School of Life Sciences, University of Sussex, Brighton, United Kingdom.
Institute for Ophthalmic Research, University of Tuebingen, Tuebingen, Germany.
PLoS Biol. 2018 Oct 26;16(10):e2006760. doi: 10.1371/journal.pbio.2006760. eCollection 2018 Oct.
Understanding how neurons encode and compute information is fundamental to our study of the brain, but opportunities for hands-on experience with neurophysiological techniques on live neurons are scarce in science education. Here, we present Spikeling, an open source in silico implementation of a spiking neuron that costs £25 and mimics a wide range of neuronal behaviours for classroom education and public neuroscience outreach. Spikeling is based on an Arduino microcontroller running the computationally efficient Izhikevich model of a spiking neuron. The microcontroller is connected to input ports that simulate synaptic excitation or inhibition, to dials controlling current injection and noise levels, to a photodiode that makes Spikeling light sensitive, and to a light-emitting diode (LED) and speaker that allows spikes to be seen and heard. Output ports provide access to variables such as membrane potential for recording in experiments or digital signals that can be used to excite other connected Spikelings. These features allow for the intuitive exploration of the function of neurons and networks mimicking electrophysiological experiments. We also report our experience of using Spikeling as a teaching tool for undergraduate and graduate neuroscience education in Nigeria and the United Kingdom.
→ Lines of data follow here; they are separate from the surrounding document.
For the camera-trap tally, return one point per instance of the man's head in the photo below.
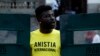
(45, 16)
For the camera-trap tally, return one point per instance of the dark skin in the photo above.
(47, 22)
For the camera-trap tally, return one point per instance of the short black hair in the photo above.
(42, 9)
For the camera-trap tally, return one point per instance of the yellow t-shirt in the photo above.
(45, 44)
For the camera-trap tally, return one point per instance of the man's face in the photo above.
(48, 20)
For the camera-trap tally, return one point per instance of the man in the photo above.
(45, 41)
(92, 37)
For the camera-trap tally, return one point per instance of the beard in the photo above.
(48, 25)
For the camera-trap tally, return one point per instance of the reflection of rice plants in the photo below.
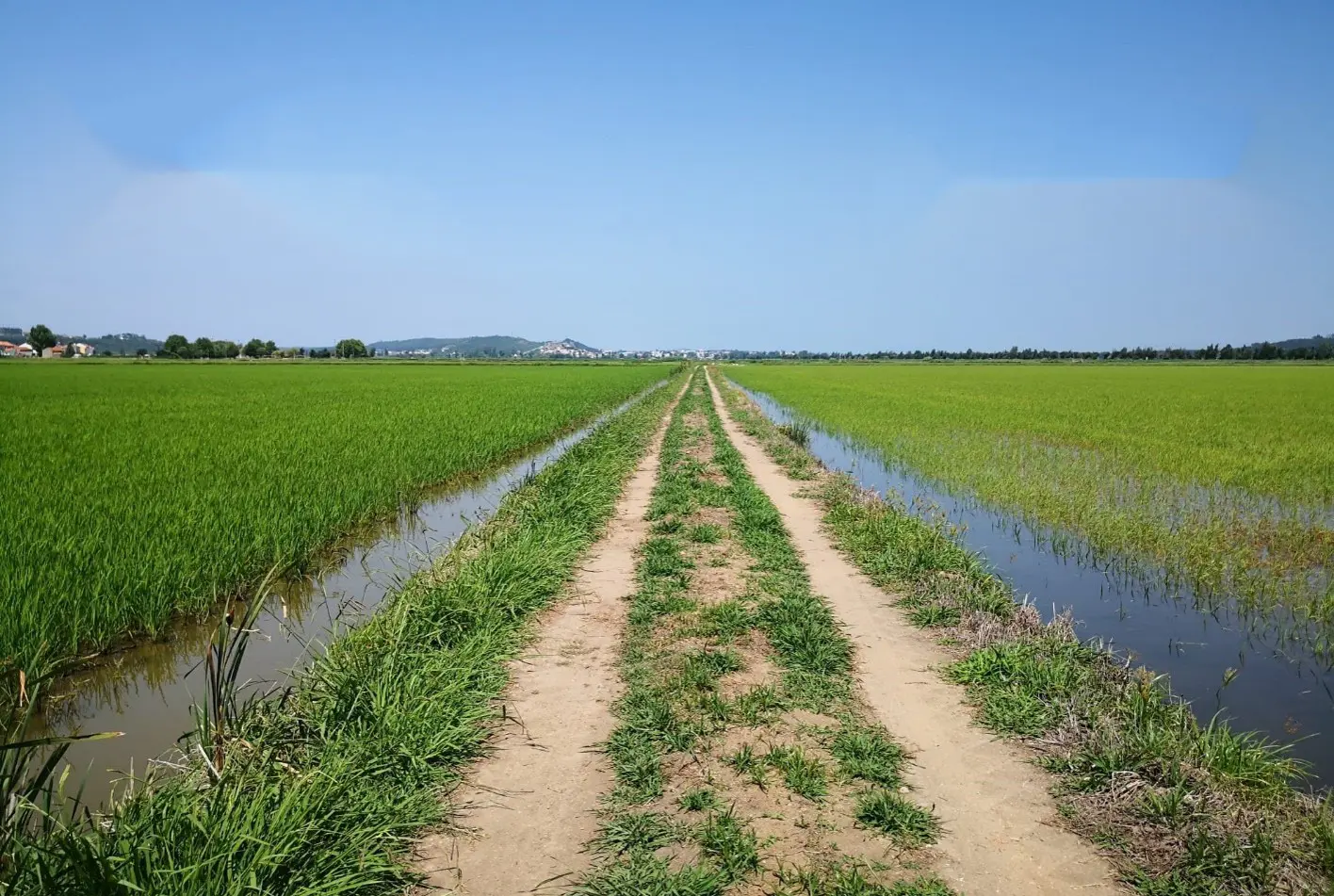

了解神经元如何编码和计算信息是我们研究大脑的基础,但在科学教育中,实际接触神经生理学技术的机会很少。在这里,我们介绍了 Spikeling,这是一个开源的、基于计算机的尖峰神经元实现,成本为 25 英镑,可模拟广泛的神经元行为,用于课堂教育和公众神经科学推广。Spikeling 基于一个运行计算效率高的 Izhikevich 尖峰神经元模型的 Arduino 微控制器。微控制器连接到输入端口,模拟突触兴奋或抑制,连接到控制电流注入和噪声水平的刻度盘,连接到一个使 Spikeling 对光敏感的光电二极管,以及一个发光二极管(LED)和扬声器,允许看到和听到尖峰。输出端口提供对膜电位等变量的访问,以便在实验中进行记录,或提供可用于激发其他连接的 Spikelings 的数字信号。这些功能允许直观地探索模仿电生理实验的神经元和网络的功能。我们还报告了我们在尼日利亚和英国使用 Spikeling 作为本科和研究生神经科学教育教学工具的经验。